Para muitos fiéis, o domingo é um dia de paz, adoração e comunhão. Mas para Ester Felisian Wakala, um domingo recente quase foi o dia em que ela perdeu a vida.
Wakala, uma ministra do evangelho em Zanzibar, Tanzânia, dedicou sua vida a servir a Deus e liderar uma pequena comunidade cristã em uma região onde os fiéis muitas vezes adoram sob pressão e medo. A mãe de dois filhos continuou seu ministério discretamente, apesar da crescente hostilidade contra os cristãos na área.
Enquanto Wakala liderava um culto numa tarde de domingo em abril, um grupo de homens violentos invadiu repentinamente a reunião, portando paus e outras armas. O pânico espalhou-se pela congregação quando os agressores interromperam o culto e começaram a agredi-la em frente aos fiéis.
“Lembro-me muito bem daquela tarde porque estávamos apenas adorando em paz”, disse Ester. “As pessoas estavam cantando e nada de incomum estava acontecendo. De repente, um grupo de homens entrou na igreja gritando e carregando paus. Antes que alguém pudesse entender o que estava acontecendo, eles começaram a me atacar. Me bateram tão forte que caí no chão. Eu conseguia ouvir os membros da igreja gritando ao meu redor, mas eu não conseguia nem levantar a cabeça. Em certo momento, não conseguia mais enxergar direito.”
Os agressores também danificaram a igreja, arrancando materiais do telhado e roubando chapas de ferro e madeira, deixando o local de culto exposto. Os membros da igreja correram para ajudá-la e a levaram para o hospital, onde ela permaneceu por uma semana recebendo tratamento.
Mesmo após receber alta, Wakala disse que não poderia abandonar sua vocação.

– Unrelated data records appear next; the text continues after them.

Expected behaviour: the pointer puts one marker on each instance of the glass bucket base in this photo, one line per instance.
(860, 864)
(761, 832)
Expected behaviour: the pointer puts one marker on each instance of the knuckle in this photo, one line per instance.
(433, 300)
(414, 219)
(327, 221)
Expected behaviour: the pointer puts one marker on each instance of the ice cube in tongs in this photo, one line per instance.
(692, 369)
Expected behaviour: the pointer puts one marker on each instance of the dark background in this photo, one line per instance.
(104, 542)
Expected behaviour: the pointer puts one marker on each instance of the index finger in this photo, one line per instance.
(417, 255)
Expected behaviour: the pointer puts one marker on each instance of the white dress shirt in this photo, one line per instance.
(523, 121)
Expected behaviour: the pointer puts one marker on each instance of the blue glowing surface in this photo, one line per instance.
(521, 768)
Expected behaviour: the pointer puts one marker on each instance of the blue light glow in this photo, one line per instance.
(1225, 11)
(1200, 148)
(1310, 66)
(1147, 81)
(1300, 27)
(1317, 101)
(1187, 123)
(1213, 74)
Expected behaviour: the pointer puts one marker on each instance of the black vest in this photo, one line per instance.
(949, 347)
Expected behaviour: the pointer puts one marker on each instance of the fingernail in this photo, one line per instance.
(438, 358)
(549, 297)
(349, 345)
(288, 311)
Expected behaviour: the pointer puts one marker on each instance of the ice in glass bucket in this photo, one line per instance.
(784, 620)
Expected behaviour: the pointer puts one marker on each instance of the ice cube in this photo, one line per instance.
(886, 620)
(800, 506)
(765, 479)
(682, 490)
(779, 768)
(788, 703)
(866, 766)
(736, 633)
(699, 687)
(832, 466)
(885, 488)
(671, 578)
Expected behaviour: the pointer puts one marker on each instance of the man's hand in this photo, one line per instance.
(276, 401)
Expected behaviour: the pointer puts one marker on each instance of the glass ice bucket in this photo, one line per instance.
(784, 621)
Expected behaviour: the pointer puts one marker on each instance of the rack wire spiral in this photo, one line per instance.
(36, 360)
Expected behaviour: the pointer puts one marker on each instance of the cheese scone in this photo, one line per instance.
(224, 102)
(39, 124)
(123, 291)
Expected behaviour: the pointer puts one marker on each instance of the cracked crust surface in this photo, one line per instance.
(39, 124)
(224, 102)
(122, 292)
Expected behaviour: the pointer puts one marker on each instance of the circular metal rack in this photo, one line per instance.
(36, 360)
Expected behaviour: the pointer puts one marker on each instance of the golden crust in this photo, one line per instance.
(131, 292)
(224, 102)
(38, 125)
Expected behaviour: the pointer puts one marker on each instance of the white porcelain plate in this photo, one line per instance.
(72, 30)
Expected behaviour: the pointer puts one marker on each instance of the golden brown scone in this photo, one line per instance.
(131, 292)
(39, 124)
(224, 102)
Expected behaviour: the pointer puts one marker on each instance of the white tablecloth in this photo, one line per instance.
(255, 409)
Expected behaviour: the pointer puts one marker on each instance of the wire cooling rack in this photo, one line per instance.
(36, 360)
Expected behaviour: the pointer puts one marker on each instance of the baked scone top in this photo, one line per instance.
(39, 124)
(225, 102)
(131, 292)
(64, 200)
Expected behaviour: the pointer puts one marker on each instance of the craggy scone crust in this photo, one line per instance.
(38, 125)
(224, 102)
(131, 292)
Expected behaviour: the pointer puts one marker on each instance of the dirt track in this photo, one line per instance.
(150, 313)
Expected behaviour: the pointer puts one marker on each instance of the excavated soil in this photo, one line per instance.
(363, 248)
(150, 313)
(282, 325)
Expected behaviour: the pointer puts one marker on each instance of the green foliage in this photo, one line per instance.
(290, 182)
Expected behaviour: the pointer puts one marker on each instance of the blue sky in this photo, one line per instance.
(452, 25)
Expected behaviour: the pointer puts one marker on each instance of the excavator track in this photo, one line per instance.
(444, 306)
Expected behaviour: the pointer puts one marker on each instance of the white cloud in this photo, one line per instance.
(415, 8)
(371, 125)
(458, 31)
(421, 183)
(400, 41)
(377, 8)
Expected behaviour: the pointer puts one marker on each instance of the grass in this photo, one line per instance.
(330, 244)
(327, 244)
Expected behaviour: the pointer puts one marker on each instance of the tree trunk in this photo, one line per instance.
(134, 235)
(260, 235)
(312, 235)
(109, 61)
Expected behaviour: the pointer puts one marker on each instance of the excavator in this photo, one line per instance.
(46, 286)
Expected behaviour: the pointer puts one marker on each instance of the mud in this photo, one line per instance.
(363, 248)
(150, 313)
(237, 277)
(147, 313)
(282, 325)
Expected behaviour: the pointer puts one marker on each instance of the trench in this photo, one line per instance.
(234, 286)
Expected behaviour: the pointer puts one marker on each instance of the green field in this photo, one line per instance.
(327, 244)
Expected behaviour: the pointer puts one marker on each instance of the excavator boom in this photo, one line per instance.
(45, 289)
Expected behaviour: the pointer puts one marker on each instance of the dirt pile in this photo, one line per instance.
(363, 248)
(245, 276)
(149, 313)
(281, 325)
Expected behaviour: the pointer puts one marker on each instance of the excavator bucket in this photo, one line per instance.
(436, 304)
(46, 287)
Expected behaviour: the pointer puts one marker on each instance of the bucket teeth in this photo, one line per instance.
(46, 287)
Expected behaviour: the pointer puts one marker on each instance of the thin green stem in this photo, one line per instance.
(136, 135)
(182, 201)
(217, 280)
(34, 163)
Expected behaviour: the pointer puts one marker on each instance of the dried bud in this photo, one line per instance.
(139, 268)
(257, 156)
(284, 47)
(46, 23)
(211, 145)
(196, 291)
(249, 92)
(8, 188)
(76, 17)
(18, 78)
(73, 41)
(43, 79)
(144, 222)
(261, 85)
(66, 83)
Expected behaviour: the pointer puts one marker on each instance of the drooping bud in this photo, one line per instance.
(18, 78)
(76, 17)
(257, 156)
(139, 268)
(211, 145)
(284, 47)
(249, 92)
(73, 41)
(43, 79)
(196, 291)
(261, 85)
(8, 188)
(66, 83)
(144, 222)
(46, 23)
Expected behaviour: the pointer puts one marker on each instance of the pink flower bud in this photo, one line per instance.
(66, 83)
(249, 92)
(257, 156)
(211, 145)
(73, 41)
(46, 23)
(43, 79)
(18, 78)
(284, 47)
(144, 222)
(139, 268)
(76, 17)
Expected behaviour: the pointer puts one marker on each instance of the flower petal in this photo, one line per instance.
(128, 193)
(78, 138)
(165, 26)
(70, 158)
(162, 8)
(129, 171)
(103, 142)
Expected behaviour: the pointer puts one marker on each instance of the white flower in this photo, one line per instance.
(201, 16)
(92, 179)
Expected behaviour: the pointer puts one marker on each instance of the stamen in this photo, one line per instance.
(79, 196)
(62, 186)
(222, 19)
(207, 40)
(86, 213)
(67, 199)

“Enquanto estive no hospital, muitos pensamentos me passaram pela cabeça”, disse ela. “Eu sentia dor e fraqueza, e me perguntava por que as pessoas nos odiariam por acreditarmos em Jesus. Mas, no fundo, eu ainda sentia paz. Continuei orando por forças. Eu sabia que, se parasse de adorar por medo, aqueles que nos atacavam pensariam que tinham vencido. Então, mesmo depois de receber alta, voltei à comunhão porque acredito que esta obra pertence a Deus.”
Dias depois, Wakala sofreu outro ataque. Por volta das 22h, enquanto se preparava para dormir, homens mascarados chegaram à sua casa. Cortaram a eletricidade, quebraram uma janela e entraram à força.
“Quando as luzes se apagaram e a janela quebrou, tudo aconteceu muito rápido”, disse ela. “Eles entraram usando máscaras e começaram a me bater e me esfaquear. Eu estava sozinha e apavorada. Eles ficavam me dizendo para abandonar o cristianismo e me converter. Um deles me avisou que, se eu continuasse liderando uma igreja ali, eles me matariam. Eu estava com medo, mas não podia negar o Salvador a quem sirvo.”
Wakala foi posteriormente sequestrado, levado para uma floresta e deixado ferido.
“Eu só tinha um kanga enrolado em mim”, disse ela. “Pensei que ia morrer. Mas comecei a me mexer enquanto rezava. Vi luzes de veículos à distância e fui em direção a elas. Algumas pessoas me ajudaram depois. Foi só pela misericórdia de Deus que sobrevivi.”
O reverendo Onesmo, que visitou Wakala, disse que sua coragem continua a inspirar muitos fiéis. Apesar dos ataques, Wakala prossegue seu ministério com cautela, pedindo orações enquanto reconstrói sua vida e sua vocação.